And then there is the perpetual question of what to do with all the fallen leaves. In theory we should let them lie on the ground beneath the tree so that they can break down slowly over the years feeding the insects and microbes, and adding humus to the soil, all for the benefit of the tree itself and other plants nearby. A great theory if your garden is in fact a forest or a very large country garden where many square metres can be given over to this natural process.

In smaller, urban zones, there are other factors to consider. Roads, footpaths, driveways and buildings simply get in the way of this decomposition and ultimately plumbing gets clogged, byways become dangerously slippery and we have people upsetting themselves over the messy appearance of it all. Not to mention the garden beds and lawns, which, if covered in leaves, are soon smothered and starved of light.

Leaves must be dealt with.

Thankfully, the days of setting fire to dampish piles of raked leaves and filling the suburbs with eye-stinging smoke have disappeared. Now we have our green waste bins, which strain at the quantity of discarded foliage they are expected to carry. The green waste bins are collected and processed into compost or mulch by such organisations as Back to Earth and The Green Centre

This is the most sensible way to keep green waste out of landfill and to ultimately reduce the progress of climate change, not only by reducing the amount of methane produced when green waste is sent to landfill, but also by putting the carbon stored in the green waste back into the soil, which is the best place for it. That’s a good thing to remember when you are composting and mulching your soil. Thumbs up.

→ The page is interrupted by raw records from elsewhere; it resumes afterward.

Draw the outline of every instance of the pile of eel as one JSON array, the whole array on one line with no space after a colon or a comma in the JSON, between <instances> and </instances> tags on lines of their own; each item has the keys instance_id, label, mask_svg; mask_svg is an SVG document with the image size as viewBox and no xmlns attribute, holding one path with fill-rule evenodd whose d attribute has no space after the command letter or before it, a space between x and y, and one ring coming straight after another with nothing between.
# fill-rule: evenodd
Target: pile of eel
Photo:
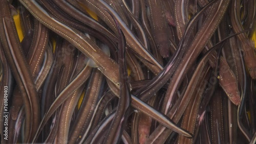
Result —
<instances>
[{"instance_id":1,"label":"pile of eel","mask_svg":"<svg viewBox=\"0 0 256 144\"><path fill-rule=\"evenodd\" d=\"M2 143L256 142L255 1L0 2Z\"/></svg>"}]
</instances>

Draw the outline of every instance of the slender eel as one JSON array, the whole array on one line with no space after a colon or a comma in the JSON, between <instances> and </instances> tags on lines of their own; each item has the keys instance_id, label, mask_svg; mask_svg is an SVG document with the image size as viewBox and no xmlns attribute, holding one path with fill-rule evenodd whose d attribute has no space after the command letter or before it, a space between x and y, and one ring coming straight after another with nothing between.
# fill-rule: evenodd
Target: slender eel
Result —
<instances>
[{"instance_id":1,"label":"slender eel","mask_svg":"<svg viewBox=\"0 0 256 144\"><path fill-rule=\"evenodd\" d=\"M98 102L97 100L98 99L102 81L102 75L100 71L94 69L88 84L88 88L81 104L74 124L71 129L69 136L70 143L75 143L79 141L80 136L89 129L88 127L90 123L89 119L93 116L93 114L91 110L95 107Z\"/></svg>"},{"instance_id":2,"label":"slender eel","mask_svg":"<svg viewBox=\"0 0 256 144\"><path fill-rule=\"evenodd\" d=\"M197 127L198 126L196 123L197 119L197 113L200 103L204 94L204 90L206 87L206 82L208 81L209 78L209 66L206 66L203 70L203 75L200 78L202 79L200 80L202 82L198 84L197 86L198 87L197 88L197 90L194 92L187 107L184 111L183 119L181 122L181 127L193 134L194 135L194 138L195 138L195 135L196 135L195 131L197 129ZM187 138L180 135L179 135L179 143L190 143L192 141L193 139Z\"/></svg>"},{"instance_id":3,"label":"slender eel","mask_svg":"<svg viewBox=\"0 0 256 144\"><path fill-rule=\"evenodd\" d=\"M103 52L93 42L91 42L90 39L87 38L79 31L72 29L53 19L35 1L20 0L20 2L38 20L58 34L67 39L68 41L73 44L82 53L93 59L98 65L98 68L107 78L111 80L111 81L114 83L115 86L119 87L119 83L118 76L119 76L119 73L117 64L105 54L103 54ZM84 47L87 47L87 49L86 49ZM100 61L101 60L104 61L100 62ZM108 63L107 66L105 65L106 63ZM158 121L161 121L162 124L164 124L164 125L168 128L172 128L182 134L188 137L191 137L190 134L185 131L181 130L177 128L175 124L171 122L170 119L166 118L167 117L163 115L156 111L152 108L148 107L146 104L141 102L140 100L136 97L132 95L132 103L133 103L134 107L136 107L136 108L139 108L140 106L144 107L145 108L145 110L139 109L144 111L144 112L146 113L150 116L156 117L157 115L157 116L162 115L160 116L160 118L157 118ZM54 106L53 107L53 109L55 109L59 106L59 104L58 104L56 105L56 107ZM146 106L145 107L145 106ZM148 113L149 111L152 112L152 113ZM49 113L51 113L51 112Z\"/></svg>"},{"instance_id":4,"label":"slender eel","mask_svg":"<svg viewBox=\"0 0 256 144\"><path fill-rule=\"evenodd\" d=\"M67 27L53 19L35 1L20 0L20 2L39 21L67 39L92 59L98 68L116 85L119 86L117 64L98 48L91 40L79 31ZM113 71L113 72L111 72Z\"/></svg>"},{"instance_id":5,"label":"slender eel","mask_svg":"<svg viewBox=\"0 0 256 144\"><path fill-rule=\"evenodd\" d=\"M162 111L166 113L169 109L170 100L181 84L185 75L187 73L192 64L203 50L204 45L209 41L221 21L223 14L226 11L229 0L218 1L211 6L211 13L206 18L203 25L197 32L192 43L184 54L183 60L174 74L169 87L167 90L166 97L164 101Z\"/></svg>"},{"instance_id":6,"label":"slender eel","mask_svg":"<svg viewBox=\"0 0 256 144\"><path fill-rule=\"evenodd\" d=\"M118 63L119 64L120 71L120 98L116 108L113 120L110 128L104 140L104 143L118 143L121 135L123 133L124 127L128 118L129 108L131 105L131 93L128 83L128 74L125 55L125 37L120 30L119 26L115 19L116 25L117 26L119 36L118 44Z\"/></svg>"},{"instance_id":7,"label":"slender eel","mask_svg":"<svg viewBox=\"0 0 256 144\"><path fill-rule=\"evenodd\" d=\"M0 116L1 117L4 117L4 109L6 108L6 104L5 105L5 102L8 102L8 99L10 99L10 97L9 97L12 92L13 87L13 77L11 73L11 69L9 66L7 59L4 54L3 50L2 49L2 44L0 43L0 58L1 60L1 67L2 67L2 73L1 75L2 76L2 79L1 80L0 84ZM9 99L8 99L9 98ZM6 103L6 102L5 102ZM1 143L7 143L7 140L5 140L4 136L4 119L2 119L0 121L0 129L1 131L0 132L0 135L1 135ZM4 141L5 142L4 142Z\"/></svg>"},{"instance_id":8,"label":"slender eel","mask_svg":"<svg viewBox=\"0 0 256 144\"><path fill-rule=\"evenodd\" d=\"M240 18L240 0L232 1L230 16L232 28L235 33L243 31ZM237 36L242 43L244 58L249 73L252 79L256 79L256 55L253 42L248 38L246 34L242 33Z\"/></svg>"},{"instance_id":9,"label":"slender eel","mask_svg":"<svg viewBox=\"0 0 256 144\"><path fill-rule=\"evenodd\" d=\"M147 1L150 8L151 26L157 49L163 58L169 56L168 28L162 0Z\"/></svg>"},{"instance_id":10,"label":"slender eel","mask_svg":"<svg viewBox=\"0 0 256 144\"><path fill-rule=\"evenodd\" d=\"M83 5L91 7L91 9L97 14L99 17L105 20L105 22L108 25L109 27L116 34L117 34L117 30L114 25L114 22L113 18L109 14L105 12L108 11L111 13L118 21L118 23L125 36L128 46L131 47L133 51L147 61L146 61L140 58L145 65L155 74L158 74L162 69L162 66L145 49L144 46L140 43L138 38L132 33L128 26L124 23L122 18L108 4L103 1L79 0L78 2ZM150 63L148 62L150 62Z\"/></svg>"},{"instance_id":11,"label":"slender eel","mask_svg":"<svg viewBox=\"0 0 256 144\"><path fill-rule=\"evenodd\" d=\"M3 50L23 97L26 111L25 142L31 141L39 125L39 101L11 12L6 1L1 1L0 32Z\"/></svg>"}]
</instances>

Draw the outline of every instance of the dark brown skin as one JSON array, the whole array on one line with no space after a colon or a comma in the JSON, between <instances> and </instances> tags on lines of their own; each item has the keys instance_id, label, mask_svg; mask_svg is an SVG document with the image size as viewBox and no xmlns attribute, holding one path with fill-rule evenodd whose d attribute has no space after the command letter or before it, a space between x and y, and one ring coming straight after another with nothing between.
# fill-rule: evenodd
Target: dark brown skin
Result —
<instances>
[{"instance_id":1,"label":"dark brown skin","mask_svg":"<svg viewBox=\"0 0 256 144\"><path fill-rule=\"evenodd\" d=\"M84 99L81 104L80 110L77 114L77 117L75 121L74 126L71 129L69 142L75 143L80 141L79 136L82 135L89 128L90 119L93 116L93 112L91 110L96 105L98 98L99 90L102 81L101 73L94 69L92 73L90 80L89 88L87 90Z\"/></svg>"},{"instance_id":2,"label":"dark brown skin","mask_svg":"<svg viewBox=\"0 0 256 144\"><path fill-rule=\"evenodd\" d=\"M169 37L163 3L162 0L147 2L150 8L151 30L156 44L162 57L167 58L169 56Z\"/></svg>"},{"instance_id":3,"label":"dark brown skin","mask_svg":"<svg viewBox=\"0 0 256 144\"><path fill-rule=\"evenodd\" d=\"M232 27L235 33L243 31L243 28L242 26L240 18L240 1L232 1L231 3L231 9L230 10L231 22ZM242 43L243 47L244 60L249 71L251 77L256 79L256 55L253 43L251 41L245 34L241 34L238 35L240 41Z\"/></svg>"},{"instance_id":4,"label":"dark brown skin","mask_svg":"<svg viewBox=\"0 0 256 144\"><path fill-rule=\"evenodd\" d=\"M2 1L1 2L3 4L1 5L1 17L3 20L0 23L1 42L22 93L27 119L25 125L25 141L29 142L31 141L39 125L39 101L34 82L22 52L9 4L6 1ZM13 52L14 51L15 53Z\"/></svg>"},{"instance_id":5,"label":"dark brown skin","mask_svg":"<svg viewBox=\"0 0 256 144\"><path fill-rule=\"evenodd\" d=\"M0 64L0 86L10 85L9 139L7 142L26 143L28 139L33 139L30 142L51 143L253 141L256 83L251 81L248 64L244 63L246 53L242 48L248 47L246 44L251 42L249 39L253 31L246 31L246 38L240 38L242 34L236 37L233 35L255 28L256 3L250 0L234 1L234 5L229 4L229 0L19 0L12 4L12 1L8 1L6 6L7 6L0 11L6 9L13 14L17 13L15 9L23 11L20 9L22 5L31 13L19 13L23 16L23 33L27 32L22 45L29 47L33 45L32 48L35 49L25 55L23 50L18 50L19 46L12 46L10 52L13 52L13 55L9 55L6 61L14 67L12 72L16 80L13 82L6 82L5 72L8 69L4 62ZM151 11L156 12L151 14ZM97 15L96 20L92 18L95 17L93 12ZM11 38L6 44L14 45L14 40L18 39L16 34L7 29L11 25L7 23L4 12L0 12L0 17L3 13L0 41L6 42L5 39L9 37ZM165 17L164 22L161 16ZM122 39L116 36L119 29L115 19L124 33L126 43L123 36ZM166 31L155 28L153 24L156 23L167 24ZM43 33L46 31L50 33ZM160 32L167 35L167 40L161 34L158 35ZM31 34L37 37L33 43ZM231 37L229 35L233 37L226 38ZM50 38L48 42L47 37ZM64 39L74 46L63 42ZM228 40L218 56L214 52L204 58L205 53L223 39ZM169 57L161 56L159 43L170 46ZM55 44L56 49L52 46ZM118 44L123 46L118 49ZM74 51L61 49L67 45ZM8 49L0 48L5 54L9 54ZM110 56L103 50L109 49ZM124 49L126 54L118 56L118 51ZM19 57L23 53L24 56ZM29 55L31 59L25 58ZM23 60L13 61L20 57ZM123 65L118 63L118 58L127 62L127 67L122 67ZM202 59L204 60L200 61ZM89 65L95 67L92 74L92 68L86 66L88 59L94 61ZM31 65L26 65L28 61ZM20 69L28 70L29 73L19 73ZM126 70L130 75L122 77ZM95 76L97 75L101 78ZM26 85L30 80L20 79L23 76L31 77L34 85L32 90L28 89L31 85ZM89 78L91 81L86 82ZM125 89L120 86L123 81ZM220 91L222 88L224 90ZM83 89L86 95L78 100ZM34 103L29 101L27 91L35 91L38 95L40 105L37 106L42 108L38 114L42 117L39 128L30 125L34 120L32 117ZM129 92L130 104L123 99ZM221 97L211 98L216 92ZM219 104L222 101L222 105ZM22 109L23 105L25 107ZM131 110L129 112L126 111L127 107ZM160 112L161 110L166 114ZM26 116L31 117L28 119L29 125L26 123L27 119L24 121ZM36 131L33 133L35 136L30 138L32 134L27 130L32 129ZM1 139L3 136L2 132Z\"/></svg>"}]
</instances>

If you don’t have access to  green waste collection or you want to cut out the middleman, there are a couple of options available:

  1. Run over the fallen leaves with the lawn mower and mulch them up a bit and compost them (the lawn clippings make up nitrogen rich ‘green’ component of the compost: the leaves, the ‘brown’). I make temporary piles of this impromptu compost at the back of shrubberies. Low and long piles that break down quietly while no one is noticing. Although, like with all compost, turning it regularly will speed up the process.
  2. Another option is to create leafmould. You might have the space to rig up a leaf cage (four star pickets and some old chicken wire will do the trick or a ring of stiff wire mesh) where you pile up the leaves and let them sit for twelve months or more to break down into a humus rich supplement for your garden.